ペイサーズが企てた心温まるサプライズ。”悲運のダンク王”ヒルマンへ贈られた40年越しのプレゼント【NBA秘話・後編】

大井成義

2020.02.13

決勝の相手マクニール(写真)は、ヒルマン以上に無名の存在だった。(C)Getty Images

決勝の相手マクニール(写真)は、ヒルマン以上に無名の存在だった。(C)Getty Images

 実は、ヒルマンはこの数か月前にインディアナ・ペイサーズからニューヨーク(翌年ニュージャージーに改名、現在はブルックリン)・ネッツにトレードされていた。ネッツはヒルマンをスラムダンク・コンテスト要員として獲得したのだったが、ルール上NGであることが後に判明する。ネッツはプレーオフ進出も逃したため、ヒルマンはいずれのチームとも契約を結んでおらず、数か月間宙ぶらりんの状態だった。

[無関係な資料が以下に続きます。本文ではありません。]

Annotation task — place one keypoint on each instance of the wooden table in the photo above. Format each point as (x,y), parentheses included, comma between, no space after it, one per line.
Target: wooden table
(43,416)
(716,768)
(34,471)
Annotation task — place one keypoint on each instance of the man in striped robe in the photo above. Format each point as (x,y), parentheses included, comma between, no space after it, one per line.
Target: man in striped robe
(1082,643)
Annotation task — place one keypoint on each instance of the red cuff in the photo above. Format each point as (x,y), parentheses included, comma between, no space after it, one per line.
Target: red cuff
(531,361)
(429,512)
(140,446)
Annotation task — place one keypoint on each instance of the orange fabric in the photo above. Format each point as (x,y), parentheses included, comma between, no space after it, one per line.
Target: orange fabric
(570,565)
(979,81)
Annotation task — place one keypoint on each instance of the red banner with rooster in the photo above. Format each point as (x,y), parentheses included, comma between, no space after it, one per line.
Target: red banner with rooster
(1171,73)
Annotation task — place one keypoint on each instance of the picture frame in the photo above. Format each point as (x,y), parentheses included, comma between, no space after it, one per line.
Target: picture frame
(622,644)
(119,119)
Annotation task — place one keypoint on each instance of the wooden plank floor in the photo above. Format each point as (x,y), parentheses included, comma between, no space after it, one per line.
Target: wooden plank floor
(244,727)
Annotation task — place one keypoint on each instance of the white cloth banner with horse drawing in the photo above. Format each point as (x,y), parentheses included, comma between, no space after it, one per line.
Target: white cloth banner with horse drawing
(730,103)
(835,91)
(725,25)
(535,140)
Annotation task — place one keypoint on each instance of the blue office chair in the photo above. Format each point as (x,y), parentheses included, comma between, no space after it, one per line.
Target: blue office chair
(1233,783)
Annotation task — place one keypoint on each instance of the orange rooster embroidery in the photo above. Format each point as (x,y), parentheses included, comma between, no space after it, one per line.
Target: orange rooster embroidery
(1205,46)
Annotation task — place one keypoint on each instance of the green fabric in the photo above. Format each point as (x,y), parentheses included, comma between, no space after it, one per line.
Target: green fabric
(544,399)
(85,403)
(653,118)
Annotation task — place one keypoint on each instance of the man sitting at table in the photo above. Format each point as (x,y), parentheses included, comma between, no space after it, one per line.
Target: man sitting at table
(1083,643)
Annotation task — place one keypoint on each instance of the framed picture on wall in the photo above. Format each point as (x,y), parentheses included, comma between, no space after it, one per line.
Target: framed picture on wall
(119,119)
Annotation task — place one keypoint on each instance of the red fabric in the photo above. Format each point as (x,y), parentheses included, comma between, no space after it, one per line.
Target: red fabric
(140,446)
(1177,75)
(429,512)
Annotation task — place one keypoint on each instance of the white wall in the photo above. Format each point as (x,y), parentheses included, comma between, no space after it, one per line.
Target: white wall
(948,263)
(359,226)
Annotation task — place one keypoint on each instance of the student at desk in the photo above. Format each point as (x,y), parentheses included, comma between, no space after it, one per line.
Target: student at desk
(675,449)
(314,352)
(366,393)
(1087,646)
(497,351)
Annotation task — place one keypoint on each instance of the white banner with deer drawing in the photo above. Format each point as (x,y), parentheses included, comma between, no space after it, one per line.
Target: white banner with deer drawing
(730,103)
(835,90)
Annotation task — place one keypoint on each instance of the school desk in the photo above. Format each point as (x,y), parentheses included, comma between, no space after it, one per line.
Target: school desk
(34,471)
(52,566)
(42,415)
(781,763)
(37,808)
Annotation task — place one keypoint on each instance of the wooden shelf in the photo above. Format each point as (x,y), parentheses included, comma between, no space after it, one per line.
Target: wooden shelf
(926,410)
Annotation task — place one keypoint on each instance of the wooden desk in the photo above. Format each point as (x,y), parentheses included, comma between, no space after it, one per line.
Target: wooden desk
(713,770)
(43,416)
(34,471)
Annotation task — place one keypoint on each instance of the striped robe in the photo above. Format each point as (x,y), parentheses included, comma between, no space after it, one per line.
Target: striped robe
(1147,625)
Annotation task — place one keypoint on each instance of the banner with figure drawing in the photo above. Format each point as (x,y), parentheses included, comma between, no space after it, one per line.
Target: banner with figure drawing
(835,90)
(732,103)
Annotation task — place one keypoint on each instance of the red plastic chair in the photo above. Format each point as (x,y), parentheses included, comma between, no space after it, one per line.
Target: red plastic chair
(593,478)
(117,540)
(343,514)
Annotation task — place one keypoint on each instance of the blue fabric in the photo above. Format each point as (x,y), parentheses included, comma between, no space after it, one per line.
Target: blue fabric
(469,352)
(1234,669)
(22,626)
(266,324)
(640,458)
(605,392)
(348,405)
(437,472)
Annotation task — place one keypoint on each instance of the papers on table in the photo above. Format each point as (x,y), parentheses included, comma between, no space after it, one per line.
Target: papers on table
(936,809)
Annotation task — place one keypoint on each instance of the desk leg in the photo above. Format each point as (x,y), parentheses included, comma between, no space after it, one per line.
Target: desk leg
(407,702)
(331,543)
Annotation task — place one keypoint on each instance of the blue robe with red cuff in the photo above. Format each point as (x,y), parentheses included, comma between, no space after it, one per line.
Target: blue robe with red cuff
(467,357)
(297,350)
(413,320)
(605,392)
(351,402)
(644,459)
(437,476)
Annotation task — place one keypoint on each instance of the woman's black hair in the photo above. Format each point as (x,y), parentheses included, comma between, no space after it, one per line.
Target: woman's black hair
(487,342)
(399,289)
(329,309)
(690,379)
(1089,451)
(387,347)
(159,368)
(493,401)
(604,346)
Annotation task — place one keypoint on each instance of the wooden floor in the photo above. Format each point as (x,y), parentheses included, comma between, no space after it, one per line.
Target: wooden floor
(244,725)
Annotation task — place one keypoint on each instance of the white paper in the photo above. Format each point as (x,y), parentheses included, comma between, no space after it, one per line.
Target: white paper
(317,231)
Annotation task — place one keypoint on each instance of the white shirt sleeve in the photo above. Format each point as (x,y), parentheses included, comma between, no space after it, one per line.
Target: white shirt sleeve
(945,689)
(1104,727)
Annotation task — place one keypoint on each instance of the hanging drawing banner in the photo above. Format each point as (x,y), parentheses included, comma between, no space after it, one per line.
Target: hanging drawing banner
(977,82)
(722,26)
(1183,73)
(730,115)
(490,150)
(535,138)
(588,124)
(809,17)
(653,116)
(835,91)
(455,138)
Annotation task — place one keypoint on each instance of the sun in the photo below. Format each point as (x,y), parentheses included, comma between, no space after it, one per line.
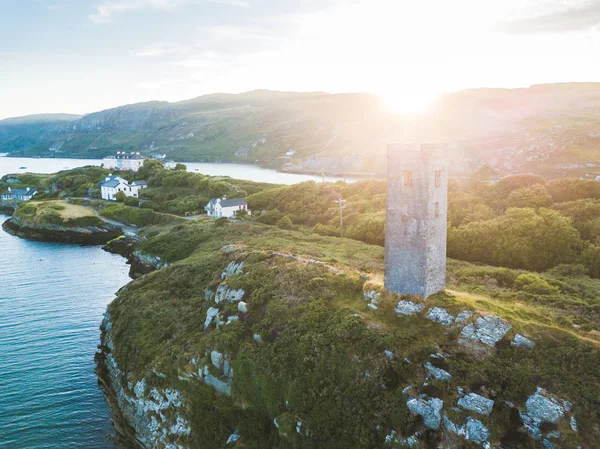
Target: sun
(411,100)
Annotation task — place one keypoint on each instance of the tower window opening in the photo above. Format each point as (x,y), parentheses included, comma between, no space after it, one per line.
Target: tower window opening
(438,178)
(407,178)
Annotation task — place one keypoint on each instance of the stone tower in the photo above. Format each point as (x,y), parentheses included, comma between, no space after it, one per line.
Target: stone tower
(417,208)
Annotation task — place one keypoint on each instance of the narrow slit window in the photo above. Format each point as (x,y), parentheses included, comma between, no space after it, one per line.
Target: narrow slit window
(438,178)
(407,178)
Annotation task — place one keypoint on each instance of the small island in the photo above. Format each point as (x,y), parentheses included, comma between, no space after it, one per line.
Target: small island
(60,221)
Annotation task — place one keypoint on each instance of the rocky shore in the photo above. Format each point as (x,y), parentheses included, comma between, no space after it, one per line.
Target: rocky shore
(91,235)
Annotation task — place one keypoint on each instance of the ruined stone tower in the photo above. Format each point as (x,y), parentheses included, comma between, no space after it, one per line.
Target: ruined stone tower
(417,205)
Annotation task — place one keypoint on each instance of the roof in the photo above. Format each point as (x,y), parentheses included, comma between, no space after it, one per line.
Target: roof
(113,183)
(227,203)
(20,192)
(234,202)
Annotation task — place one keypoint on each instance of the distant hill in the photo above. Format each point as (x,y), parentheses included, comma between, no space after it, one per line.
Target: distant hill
(549,128)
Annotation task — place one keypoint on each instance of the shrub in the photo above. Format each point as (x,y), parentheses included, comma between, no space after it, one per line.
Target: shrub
(132,201)
(532,283)
(285,223)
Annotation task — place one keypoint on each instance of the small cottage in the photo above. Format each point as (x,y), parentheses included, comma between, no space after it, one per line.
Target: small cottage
(112,185)
(218,208)
(18,194)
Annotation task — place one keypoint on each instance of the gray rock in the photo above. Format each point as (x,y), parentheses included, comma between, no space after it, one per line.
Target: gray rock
(235,436)
(476,431)
(542,407)
(522,342)
(573,424)
(476,403)
(436,373)
(210,315)
(428,409)
(408,308)
(488,330)
(372,296)
(232,269)
(441,316)
(217,359)
(463,317)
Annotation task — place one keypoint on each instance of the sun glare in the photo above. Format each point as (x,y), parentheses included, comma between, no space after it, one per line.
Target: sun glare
(408,101)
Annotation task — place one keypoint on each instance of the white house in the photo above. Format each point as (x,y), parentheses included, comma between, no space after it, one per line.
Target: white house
(111,185)
(18,194)
(140,184)
(124,161)
(217,207)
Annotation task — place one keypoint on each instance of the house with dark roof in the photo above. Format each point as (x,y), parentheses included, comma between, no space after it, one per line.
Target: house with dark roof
(218,208)
(112,185)
(18,194)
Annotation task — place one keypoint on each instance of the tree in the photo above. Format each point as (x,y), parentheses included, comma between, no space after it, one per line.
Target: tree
(570,189)
(285,223)
(534,196)
(521,238)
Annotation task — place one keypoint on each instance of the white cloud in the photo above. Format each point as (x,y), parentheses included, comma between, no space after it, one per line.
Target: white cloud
(109,8)
(160,49)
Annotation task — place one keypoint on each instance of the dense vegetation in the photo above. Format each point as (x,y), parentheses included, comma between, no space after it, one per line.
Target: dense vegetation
(522,221)
(324,366)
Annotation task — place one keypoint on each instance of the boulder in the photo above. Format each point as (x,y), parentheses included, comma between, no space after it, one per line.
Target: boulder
(476,403)
(441,316)
(408,308)
(436,373)
(522,342)
(476,431)
(210,315)
(217,359)
(429,410)
(489,330)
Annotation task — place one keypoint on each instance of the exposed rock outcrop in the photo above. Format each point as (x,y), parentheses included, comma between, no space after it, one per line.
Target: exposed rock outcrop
(91,235)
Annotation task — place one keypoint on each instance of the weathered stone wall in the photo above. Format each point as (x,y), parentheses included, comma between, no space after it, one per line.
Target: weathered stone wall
(415,241)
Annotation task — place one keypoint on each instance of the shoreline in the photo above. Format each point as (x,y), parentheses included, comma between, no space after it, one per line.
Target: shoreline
(266,166)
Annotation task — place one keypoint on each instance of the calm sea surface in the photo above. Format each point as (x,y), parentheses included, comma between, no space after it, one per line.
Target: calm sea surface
(237,171)
(52,298)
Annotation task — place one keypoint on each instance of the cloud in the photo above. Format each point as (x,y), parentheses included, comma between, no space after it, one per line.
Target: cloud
(160,49)
(109,8)
(578,18)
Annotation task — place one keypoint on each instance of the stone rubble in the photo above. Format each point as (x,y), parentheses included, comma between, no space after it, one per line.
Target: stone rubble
(489,330)
(522,342)
(408,308)
(440,316)
(436,373)
(476,403)
(429,410)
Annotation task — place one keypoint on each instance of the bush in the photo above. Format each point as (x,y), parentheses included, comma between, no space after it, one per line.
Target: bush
(285,223)
(532,283)
(132,201)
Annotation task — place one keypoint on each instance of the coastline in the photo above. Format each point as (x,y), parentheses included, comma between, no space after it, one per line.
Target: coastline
(61,234)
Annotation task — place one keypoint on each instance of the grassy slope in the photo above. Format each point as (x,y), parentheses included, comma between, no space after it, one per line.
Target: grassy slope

 それゆえ、チームジャージーではなく、背番号20を書き込んだ白いランニングシャツを着てコンテストに臨んでいる。インタビュー時には、インディアナポリスに現存するリカーショップ“BOTTLE SHOPPE”のロゴが入ったウォームアップシャツを着用。BOTTLE SHOPPEはヒルマンが所属するソフトボールリーグのスポンサーで、知り合いから宣伝として着用するよう頼まれたそうだ。

 決勝のスコアは37対35.5。ヒルマンが悲願の優勝を成し遂げたものの、終了直後のCBSの素っ気なさたるやなかった。レポーターによる20秒程度のおざなりなインタビューだけで、簡単なトロフィーや盾の贈呈もなし。CBSがすぐさまPGAツアー(プロゴルフ)の中継に切り替える必要があったため、時間が押していたのが原因らしいが、それにしても栄えある初代NBAスラムダンク・コンテスト王者に対して、あまりに酷い対応だった。
 
 77年のスラムダンク・コンテストの映像は、決勝も含めてこれまで存在していないものと思われていた。当のヒルマン本人も20年以上に渡り映像を探し続けてきたが見つけ出すことができず、NBAはおろか放送したCBSにすら残されていなかったそうだ。

 ところが近年、決勝やトーナメントのごく一部を記録した短い録画映像が『YouTube』にぽつぽつとアップされ、数本のみとはいえヒルマンやジャバー、イングリッシュらの当時のダンク映像を鑑賞することができる。それらを見る限り、やはりヒルマンの“ドクター・ダンク”というニックネームは、伊達ではなかったようだ。